You know, somebody says that as great as Bill Russell was in winning 11 championships with the Celtics, he’d have difficulty winning even one against today’s class of NBA athletes.
Of course, goes the punchline, Russell will turn 79 on Tuesday.
But Antawn Jamison wasn’t kidding when he told Dave McMenamin of ESPNLosAngeles.com that Michael Jordan could still play effectively in the league right now.
Jordan turns 50 on Feb. 17, coincidentally the day of the NBA All-Star Game.
“I wouldn’t doubt that in the right situation with a LeBron (James) on his team or with a Kobe (Bryant) on this team, he could get you about 10 or 11 points, come in and play 15-20 minutes,” said Antawn Jamison before the Lakers played the Bobcats on Friday. “I wouldn’t doubt that at all, especially if he was in shape and injuries were prevented and things of that nature.”
That’s saying a lot, considering Jamison has Bryant on his team, and only averages 8.1 points per game in 20.5 minutes per game and he’s “only” 36 years old.

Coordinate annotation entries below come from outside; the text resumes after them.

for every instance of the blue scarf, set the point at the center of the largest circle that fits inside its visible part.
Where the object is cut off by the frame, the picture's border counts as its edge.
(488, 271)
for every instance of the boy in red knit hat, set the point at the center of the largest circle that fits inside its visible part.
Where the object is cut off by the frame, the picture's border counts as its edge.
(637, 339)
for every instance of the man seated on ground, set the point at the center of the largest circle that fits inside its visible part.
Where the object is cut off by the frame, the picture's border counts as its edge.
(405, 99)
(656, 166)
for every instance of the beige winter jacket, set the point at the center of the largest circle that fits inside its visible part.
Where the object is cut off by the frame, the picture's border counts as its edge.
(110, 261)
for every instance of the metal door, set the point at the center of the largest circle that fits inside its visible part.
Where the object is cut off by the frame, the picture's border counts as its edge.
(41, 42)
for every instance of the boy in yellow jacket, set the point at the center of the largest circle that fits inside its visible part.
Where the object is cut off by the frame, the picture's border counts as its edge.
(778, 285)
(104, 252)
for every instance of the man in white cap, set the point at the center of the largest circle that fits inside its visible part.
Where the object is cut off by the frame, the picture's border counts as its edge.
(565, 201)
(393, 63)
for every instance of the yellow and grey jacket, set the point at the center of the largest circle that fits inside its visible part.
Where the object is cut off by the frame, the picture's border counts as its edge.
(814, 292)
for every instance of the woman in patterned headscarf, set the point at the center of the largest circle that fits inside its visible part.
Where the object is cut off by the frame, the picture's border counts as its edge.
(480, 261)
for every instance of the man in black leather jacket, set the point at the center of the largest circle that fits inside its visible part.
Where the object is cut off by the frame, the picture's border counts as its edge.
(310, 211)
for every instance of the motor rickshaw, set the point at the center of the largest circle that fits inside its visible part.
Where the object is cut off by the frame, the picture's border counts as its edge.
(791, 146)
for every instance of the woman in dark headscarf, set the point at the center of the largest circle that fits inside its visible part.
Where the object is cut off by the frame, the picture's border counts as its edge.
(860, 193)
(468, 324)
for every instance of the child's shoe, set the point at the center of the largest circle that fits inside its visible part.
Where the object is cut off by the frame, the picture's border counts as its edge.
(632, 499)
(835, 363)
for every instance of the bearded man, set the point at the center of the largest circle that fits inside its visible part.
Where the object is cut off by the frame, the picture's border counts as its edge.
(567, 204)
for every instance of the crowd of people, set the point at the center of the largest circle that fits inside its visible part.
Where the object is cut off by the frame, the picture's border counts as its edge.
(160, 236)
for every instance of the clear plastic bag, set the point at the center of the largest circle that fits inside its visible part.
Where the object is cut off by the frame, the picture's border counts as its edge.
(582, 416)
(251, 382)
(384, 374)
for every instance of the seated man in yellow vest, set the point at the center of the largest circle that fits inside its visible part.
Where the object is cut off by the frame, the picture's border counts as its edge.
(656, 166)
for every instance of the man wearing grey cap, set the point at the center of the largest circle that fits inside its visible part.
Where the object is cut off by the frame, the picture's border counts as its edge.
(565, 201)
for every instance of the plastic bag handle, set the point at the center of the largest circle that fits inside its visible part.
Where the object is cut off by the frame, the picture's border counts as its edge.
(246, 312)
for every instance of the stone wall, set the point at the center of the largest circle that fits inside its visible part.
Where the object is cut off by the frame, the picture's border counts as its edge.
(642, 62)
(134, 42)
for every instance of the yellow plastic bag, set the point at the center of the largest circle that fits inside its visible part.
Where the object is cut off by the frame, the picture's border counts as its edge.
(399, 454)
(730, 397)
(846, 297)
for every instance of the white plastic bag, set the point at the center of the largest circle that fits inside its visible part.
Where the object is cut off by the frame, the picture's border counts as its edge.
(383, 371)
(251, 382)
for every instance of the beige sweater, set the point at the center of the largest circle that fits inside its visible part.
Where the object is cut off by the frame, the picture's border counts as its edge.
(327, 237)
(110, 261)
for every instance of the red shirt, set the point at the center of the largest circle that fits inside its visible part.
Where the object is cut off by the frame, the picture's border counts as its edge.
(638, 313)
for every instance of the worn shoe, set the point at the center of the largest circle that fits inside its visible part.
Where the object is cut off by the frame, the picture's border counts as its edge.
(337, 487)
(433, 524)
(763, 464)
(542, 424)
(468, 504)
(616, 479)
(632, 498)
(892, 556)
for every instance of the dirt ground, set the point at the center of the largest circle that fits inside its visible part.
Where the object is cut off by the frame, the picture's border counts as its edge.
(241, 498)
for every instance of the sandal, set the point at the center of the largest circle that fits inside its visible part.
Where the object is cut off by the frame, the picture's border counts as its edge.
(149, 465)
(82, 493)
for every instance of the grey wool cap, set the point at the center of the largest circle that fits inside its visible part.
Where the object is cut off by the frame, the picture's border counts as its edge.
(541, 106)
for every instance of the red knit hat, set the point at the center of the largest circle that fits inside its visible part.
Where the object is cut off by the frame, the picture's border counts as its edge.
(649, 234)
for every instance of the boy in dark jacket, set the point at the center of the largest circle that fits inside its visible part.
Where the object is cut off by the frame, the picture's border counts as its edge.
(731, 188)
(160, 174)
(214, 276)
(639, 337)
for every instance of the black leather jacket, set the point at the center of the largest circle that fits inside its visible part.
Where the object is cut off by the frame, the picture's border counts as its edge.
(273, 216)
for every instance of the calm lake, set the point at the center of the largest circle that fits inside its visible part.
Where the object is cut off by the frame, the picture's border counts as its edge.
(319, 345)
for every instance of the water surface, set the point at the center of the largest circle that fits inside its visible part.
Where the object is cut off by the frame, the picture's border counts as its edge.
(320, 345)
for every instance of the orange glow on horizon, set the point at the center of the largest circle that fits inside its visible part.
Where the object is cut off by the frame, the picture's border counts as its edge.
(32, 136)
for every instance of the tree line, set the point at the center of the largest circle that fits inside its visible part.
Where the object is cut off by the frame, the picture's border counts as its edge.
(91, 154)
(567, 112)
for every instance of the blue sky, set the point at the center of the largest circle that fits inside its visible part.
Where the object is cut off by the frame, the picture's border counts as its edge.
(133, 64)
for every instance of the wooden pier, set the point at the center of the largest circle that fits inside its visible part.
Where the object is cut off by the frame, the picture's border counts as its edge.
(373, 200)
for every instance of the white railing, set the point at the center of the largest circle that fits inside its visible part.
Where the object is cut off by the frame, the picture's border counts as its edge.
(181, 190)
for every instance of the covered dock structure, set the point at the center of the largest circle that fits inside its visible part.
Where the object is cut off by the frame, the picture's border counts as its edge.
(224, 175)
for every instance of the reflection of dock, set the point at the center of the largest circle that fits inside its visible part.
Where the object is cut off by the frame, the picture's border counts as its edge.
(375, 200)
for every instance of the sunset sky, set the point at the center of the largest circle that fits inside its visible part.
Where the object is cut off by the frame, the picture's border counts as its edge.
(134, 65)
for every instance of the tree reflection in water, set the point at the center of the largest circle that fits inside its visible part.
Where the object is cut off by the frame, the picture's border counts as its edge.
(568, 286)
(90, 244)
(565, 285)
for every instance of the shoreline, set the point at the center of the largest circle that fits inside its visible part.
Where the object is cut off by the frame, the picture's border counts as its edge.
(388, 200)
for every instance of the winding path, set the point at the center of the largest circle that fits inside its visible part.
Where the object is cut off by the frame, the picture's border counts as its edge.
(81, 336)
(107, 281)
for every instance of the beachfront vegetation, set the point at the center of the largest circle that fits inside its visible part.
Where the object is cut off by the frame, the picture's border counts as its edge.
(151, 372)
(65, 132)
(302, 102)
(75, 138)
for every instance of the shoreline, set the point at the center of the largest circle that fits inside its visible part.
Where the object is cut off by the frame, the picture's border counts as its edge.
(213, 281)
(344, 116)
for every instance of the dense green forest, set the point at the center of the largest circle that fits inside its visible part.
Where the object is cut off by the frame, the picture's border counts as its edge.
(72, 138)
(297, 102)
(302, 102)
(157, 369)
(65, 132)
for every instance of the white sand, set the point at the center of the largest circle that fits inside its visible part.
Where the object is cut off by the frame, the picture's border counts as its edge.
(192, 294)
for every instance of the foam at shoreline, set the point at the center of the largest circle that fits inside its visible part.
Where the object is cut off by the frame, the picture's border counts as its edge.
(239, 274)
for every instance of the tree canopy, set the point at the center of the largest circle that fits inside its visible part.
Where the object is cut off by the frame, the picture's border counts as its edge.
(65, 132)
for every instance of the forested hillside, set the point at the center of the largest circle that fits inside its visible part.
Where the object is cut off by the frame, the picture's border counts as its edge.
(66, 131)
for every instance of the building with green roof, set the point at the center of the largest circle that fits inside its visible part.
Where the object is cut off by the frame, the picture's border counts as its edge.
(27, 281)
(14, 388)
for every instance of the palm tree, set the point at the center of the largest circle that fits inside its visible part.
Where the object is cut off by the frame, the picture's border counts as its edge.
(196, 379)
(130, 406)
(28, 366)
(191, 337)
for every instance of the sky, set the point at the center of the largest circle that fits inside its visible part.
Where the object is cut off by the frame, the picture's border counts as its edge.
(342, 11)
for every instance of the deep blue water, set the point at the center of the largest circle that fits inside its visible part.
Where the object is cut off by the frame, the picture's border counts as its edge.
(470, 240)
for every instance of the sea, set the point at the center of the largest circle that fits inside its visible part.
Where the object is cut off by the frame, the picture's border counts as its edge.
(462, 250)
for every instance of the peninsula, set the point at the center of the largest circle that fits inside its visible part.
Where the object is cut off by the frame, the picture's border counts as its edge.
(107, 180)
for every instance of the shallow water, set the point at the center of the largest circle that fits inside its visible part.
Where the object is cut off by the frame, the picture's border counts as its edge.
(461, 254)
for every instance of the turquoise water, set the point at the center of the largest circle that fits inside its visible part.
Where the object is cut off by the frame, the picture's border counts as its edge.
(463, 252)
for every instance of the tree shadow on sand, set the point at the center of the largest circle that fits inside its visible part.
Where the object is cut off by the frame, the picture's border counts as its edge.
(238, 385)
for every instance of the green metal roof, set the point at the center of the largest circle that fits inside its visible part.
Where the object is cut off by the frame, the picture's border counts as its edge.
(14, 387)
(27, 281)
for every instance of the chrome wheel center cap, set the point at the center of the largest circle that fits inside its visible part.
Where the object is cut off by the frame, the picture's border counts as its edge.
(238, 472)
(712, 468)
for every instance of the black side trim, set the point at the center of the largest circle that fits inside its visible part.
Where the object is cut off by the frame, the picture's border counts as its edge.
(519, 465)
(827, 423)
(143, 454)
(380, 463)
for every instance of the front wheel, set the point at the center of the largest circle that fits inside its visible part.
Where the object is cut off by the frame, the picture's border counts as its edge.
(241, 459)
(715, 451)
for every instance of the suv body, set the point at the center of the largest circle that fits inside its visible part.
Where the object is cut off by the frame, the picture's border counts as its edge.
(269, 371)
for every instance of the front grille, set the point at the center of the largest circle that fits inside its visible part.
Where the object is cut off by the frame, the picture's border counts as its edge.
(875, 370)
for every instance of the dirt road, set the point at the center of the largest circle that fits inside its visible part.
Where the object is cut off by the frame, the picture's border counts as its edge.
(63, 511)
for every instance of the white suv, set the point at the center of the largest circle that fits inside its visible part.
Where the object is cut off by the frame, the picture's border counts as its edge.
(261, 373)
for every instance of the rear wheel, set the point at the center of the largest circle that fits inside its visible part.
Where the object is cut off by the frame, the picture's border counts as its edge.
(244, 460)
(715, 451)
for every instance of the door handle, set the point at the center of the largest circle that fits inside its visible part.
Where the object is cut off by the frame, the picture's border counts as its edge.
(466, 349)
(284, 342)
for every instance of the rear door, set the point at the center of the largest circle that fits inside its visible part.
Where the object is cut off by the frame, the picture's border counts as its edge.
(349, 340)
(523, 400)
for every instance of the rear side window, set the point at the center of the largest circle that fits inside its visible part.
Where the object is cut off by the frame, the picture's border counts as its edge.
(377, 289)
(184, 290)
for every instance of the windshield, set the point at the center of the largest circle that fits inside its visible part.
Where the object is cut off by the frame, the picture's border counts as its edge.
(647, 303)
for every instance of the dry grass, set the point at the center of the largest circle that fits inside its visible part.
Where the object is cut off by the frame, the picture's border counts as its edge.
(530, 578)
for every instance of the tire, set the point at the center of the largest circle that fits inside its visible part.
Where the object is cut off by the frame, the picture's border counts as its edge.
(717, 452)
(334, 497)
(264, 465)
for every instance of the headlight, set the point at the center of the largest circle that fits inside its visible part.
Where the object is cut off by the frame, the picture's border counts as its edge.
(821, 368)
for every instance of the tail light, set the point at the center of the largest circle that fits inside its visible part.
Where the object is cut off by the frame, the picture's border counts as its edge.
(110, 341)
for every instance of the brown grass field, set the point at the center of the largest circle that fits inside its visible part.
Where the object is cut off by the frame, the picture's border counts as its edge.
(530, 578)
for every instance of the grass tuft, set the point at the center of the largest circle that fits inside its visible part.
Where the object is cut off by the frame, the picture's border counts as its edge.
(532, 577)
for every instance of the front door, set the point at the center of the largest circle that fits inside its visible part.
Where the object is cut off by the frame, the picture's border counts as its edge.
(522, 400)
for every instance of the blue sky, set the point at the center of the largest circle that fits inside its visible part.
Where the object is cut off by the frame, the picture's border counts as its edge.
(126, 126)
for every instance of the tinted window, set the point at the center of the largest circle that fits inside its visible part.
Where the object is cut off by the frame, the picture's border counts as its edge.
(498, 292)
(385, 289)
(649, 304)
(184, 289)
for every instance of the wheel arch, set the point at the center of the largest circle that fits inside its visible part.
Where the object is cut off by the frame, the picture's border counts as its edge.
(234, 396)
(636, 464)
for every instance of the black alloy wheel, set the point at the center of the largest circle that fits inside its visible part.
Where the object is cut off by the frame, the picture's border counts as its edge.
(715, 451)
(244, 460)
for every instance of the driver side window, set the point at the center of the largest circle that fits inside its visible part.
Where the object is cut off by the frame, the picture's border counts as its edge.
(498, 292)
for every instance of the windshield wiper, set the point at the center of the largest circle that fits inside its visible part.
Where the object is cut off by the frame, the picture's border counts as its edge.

Jordan averaged 20 points in 37 minutes per game in his 15th and final season in the league before retiring for good at age 40.
Would it ever happen? Could it ever happen? Other than Larry Bird actually sprouting real wings, is there anything you might imagine that is more preposterous?
Remember, it was Jordan himself who raised the possibility near the end of his challenging, often vitriolic speech at the 2009 Hall of Fame induction ceremony.
“One day you might look up and see me playing the game at 50,” Jordan said. “Oh, don’t laugh. Never say never. Because limits, like fears, are often just an illusion.”
We know that on the court there were never any limits or fears to Jordan, only challenges — some real, some imagined — that he used to constantly lift himself to a higher plane.
That is precisely the reason I have a standing bet with my good friend Jonathan Feigen of the Houston Chronicle that was made when Jordan hung up his Wizards jersey. I said then I didn’t believe His Airness was finished and one day we’d see him back on the court in an NBA game. At the start of each new season, Jonathan tries to get me to surrender. Then along comes word that the owner of the Bobcats showed up at practice one day in December to show them how it’s done. Or maybe just to feed his ego.
But after taking on some of his kids — Gerald Henderson, Michael Kidd-Gilchrist, Bismack Biyombo — in a little one-on-one, it’s always clear that the competitive spark is just below the surface and the skills are still there.
“He’s still got it. He can still shoot,” Henderson said. “I don’t know about his defense, but he can still score.”
Biyombo: “He’s pretty good.”
So we mark down Biyombo for understatement of the year, consider the opinion of Jamison and ponder the possibilities.
I once asked Hakeem Olajuwon, who just turned 50, if he thought he could still play in the league.
“Not full-time. But for a few minutes, yes,” he insisted. “ I’m in shape.”
When a 50-year-old Clyde Drexler was asked the same question, he nodded his head. “Absolutely. I could go out there and run up and down the floor with those guys one night,” he said laughing. “Then the next day I’d be in traction.”
So what do we do with the Jordan question? Could he? Would he? Should he, as the old Nike slogan said, just do it?
I’ll tell you one thing I’m not doing: Paying off Jonathan. Yet.